EEG and clinical data have been prospectively acquired in the course of a large multicentric study. EEG feature scoring has been performed by experienced encephalographers with by additional certification in ACNS terminology, which has been validated and offers good interrater agreement [52]. However, our study has several limitations. First, the decision to perform an EEG was taken by treating physicians based on clinical criteria. As such, there is a selection bias, since patients for whom a decision to withdraw life supporting therapy was already made, or patients who were quickly improving, were not included. Also, the timing of EEG after onset of consciousness impairment was not consistent between all patients. However, patient selection and timing of EEG correspond to "real-world" situations where an EEG is considered relevant by the treating physician. Of note, most HIE patients from the hospitals in Lausanne, Bern and Sion were recorded early after cardiac arrest (during targeted temperature management), since they were also included in an observational registry [6]. It is difficult to estimate how these selection biases influence the performance of the classifiers. It is possible, for instance, that a model trained on more systematically acquired data would lead to better results. By design of the CERTA study, no patient with known seizures in the previous 36 h or status epilepticus in the previous 90 h was included, which constitutes another selection bias. This bias is the reason why we did not include the presence of an electroencephalographic seizure as feature in our models. In case of known seizures, however, the response to anti-seizure medication is the main prognostic feature, and not the other ACNS criteria. As previously published [32], about 10% of patients in the present cohort (4.4% in those undergoing routine EEG, 15.7% in the group with continuous EEG) had ictal or interictal epileptiform activity during at least one EEG recording; while these patients were not excluded from the analysis, these numbers correspond to a recent meta-analysis of available cohort studies [53] and thus in our view reinforce generalizability of our findings. Also, we did not account for potential preexisting disability, which could affect the best CPC.

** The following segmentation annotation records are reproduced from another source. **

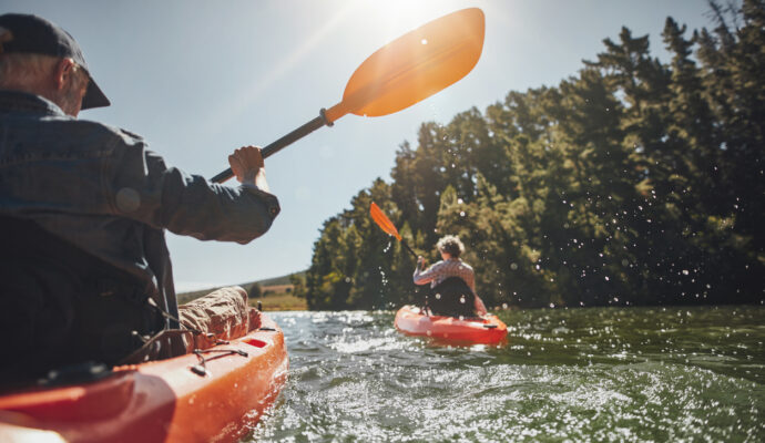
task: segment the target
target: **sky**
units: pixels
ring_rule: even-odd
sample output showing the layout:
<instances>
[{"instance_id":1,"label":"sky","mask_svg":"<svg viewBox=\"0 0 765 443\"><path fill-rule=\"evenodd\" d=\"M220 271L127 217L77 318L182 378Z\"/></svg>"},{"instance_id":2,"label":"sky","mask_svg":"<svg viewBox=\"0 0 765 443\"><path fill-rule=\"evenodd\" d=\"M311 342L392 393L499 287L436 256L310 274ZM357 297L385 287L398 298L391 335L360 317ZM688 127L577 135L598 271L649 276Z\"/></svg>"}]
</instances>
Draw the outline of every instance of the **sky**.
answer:
<instances>
[{"instance_id":1,"label":"sky","mask_svg":"<svg viewBox=\"0 0 765 443\"><path fill-rule=\"evenodd\" d=\"M623 25L650 34L652 54L667 61L666 17L712 28L707 1L2 0L0 13L42 16L78 40L112 102L80 119L140 134L169 164L212 177L235 148L265 146L338 103L356 68L387 42L475 7L486 38L465 79L391 115L347 115L266 159L282 213L263 237L237 245L169 234L176 289L186 291L307 269L323 223L377 177L390 181L396 152L405 141L416 146L421 123L554 86Z\"/></svg>"}]
</instances>

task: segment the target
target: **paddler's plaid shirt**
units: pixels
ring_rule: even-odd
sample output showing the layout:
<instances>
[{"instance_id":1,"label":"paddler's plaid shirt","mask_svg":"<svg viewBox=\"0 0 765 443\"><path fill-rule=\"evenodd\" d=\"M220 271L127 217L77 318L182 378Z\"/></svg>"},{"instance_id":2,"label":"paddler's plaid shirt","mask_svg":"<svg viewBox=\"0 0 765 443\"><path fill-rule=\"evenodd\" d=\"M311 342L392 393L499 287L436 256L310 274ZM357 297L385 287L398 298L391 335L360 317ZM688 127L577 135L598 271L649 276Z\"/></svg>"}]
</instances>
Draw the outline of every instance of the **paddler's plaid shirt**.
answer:
<instances>
[{"instance_id":1,"label":"paddler's plaid shirt","mask_svg":"<svg viewBox=\"0 0 765 443\"><path fill-rule=\"evenodd\" d=\"M430 287L435 288L449 277L461 278L468 284L472 293L476 293L476 277L472 267L459 258L438 261L425 271L420 271L419 267L415 269L415 285L425 285L429 281Z\"/></svg>"}]
</instances>

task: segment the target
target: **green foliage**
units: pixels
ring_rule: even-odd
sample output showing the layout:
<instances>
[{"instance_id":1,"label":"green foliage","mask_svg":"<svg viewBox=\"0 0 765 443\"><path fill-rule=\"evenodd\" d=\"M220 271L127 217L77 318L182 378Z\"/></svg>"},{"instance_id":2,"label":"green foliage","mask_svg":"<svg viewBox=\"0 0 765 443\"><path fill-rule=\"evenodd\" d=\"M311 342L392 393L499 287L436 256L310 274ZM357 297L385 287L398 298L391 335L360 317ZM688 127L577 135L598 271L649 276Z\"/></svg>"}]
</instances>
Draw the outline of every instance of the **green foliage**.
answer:
<instances>
[{"instance_id":1,"label":"green foliage","mask_svg":"<svg viewBox=\"0 0 765 443\"><path fill-rule=\"evenodd\" d=\"M373 200L431 262L436 240L459 235L489 307L762 302L764 4L725 17L712 2L716 28L691 34L667 19L667 63L623 28L557 87L424 123L392 182L325 223L309 308L418 297L415 260L375 226Z\"/></svg>"},{"instance_id":2,"label":"green foliage","mask_svg":"<svg viewBox=\"0 0 765 443\"><path fill-rule=\"evenodd\" d=\"M261 284L253 284L247 291L247 298L263 297L263 287Z\"/></svg>"}]
</instances>

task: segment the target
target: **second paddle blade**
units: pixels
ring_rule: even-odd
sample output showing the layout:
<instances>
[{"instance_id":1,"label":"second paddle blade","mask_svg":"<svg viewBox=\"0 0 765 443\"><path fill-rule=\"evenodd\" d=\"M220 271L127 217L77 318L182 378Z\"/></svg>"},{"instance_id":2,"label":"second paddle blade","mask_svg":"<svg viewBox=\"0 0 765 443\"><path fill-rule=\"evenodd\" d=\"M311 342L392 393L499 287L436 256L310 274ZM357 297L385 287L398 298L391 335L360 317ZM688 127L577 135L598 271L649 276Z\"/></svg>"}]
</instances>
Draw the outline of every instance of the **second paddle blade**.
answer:
<instances>
[{"instance_id":1,"label":"second paddle blade","mask_svg":"<svg viewBox=\"0 0 765 443\"><path fill-rule=\"evenodd\" d=\"M457 82L478 63L484 18L478 8L436 19L371 54L354 72L343 94L356 115L387 115Z\"/></svg>"}]
</instances>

Self-fulfilling prophecy is a potential risk in all prognostication studies, especially in retrospective studies in which the decision for withdrawal of life supporting treatment (WLST) was left to the treating physician and not explicitly documented. However, EEG plays a decisive role in WLST decision mainly in patients with HIE. The majority of patients with HIE were recruited in Lausanne and Bern, where according to current guidelines, the first EEG (the one used for analysis in the present study) is usually not considered for decision to WLST [6, 54]. In patients with other etiologies, EEG is not a primary tool for clinical prognostication; therefore, the risk of self-fulfilling prophecy is probably limited.

Finally, the choice of clinical features was limited by the data registered during the CERTA study. Due to the lack of neuroradiological data, the complementarity of neuroradiological and electroencephalographic features could not be investigated. Also, we decided to consider a single blood test; the results might have been better with more blood markers, or after selection of the clinical values with a univariate or multivariate assessment. Of note, CRP levels have been shown to be correlated with the outcome in several etiologies, in particular in sepsis [55] and intracerebral hemorrhage [56].

Conclusion

Currently, the role of EEG as a prognostic tool for critically ill patients with consciousness impairment strongly diverges based on the underlying etiology (major role in HIE, limited in TBI). In the same way that MRI and computer-tomography are now progressively incorporated into decision-making in HIE [50, 57, 58], this and other studies support the fundamental role of EEG as a prognostic tool for patients with TBI and possibly other etiologies. Further studies are needed to confirm the value of EEG and providing scoring system applicable in practice in patients with non-hypoxic etiology of coma.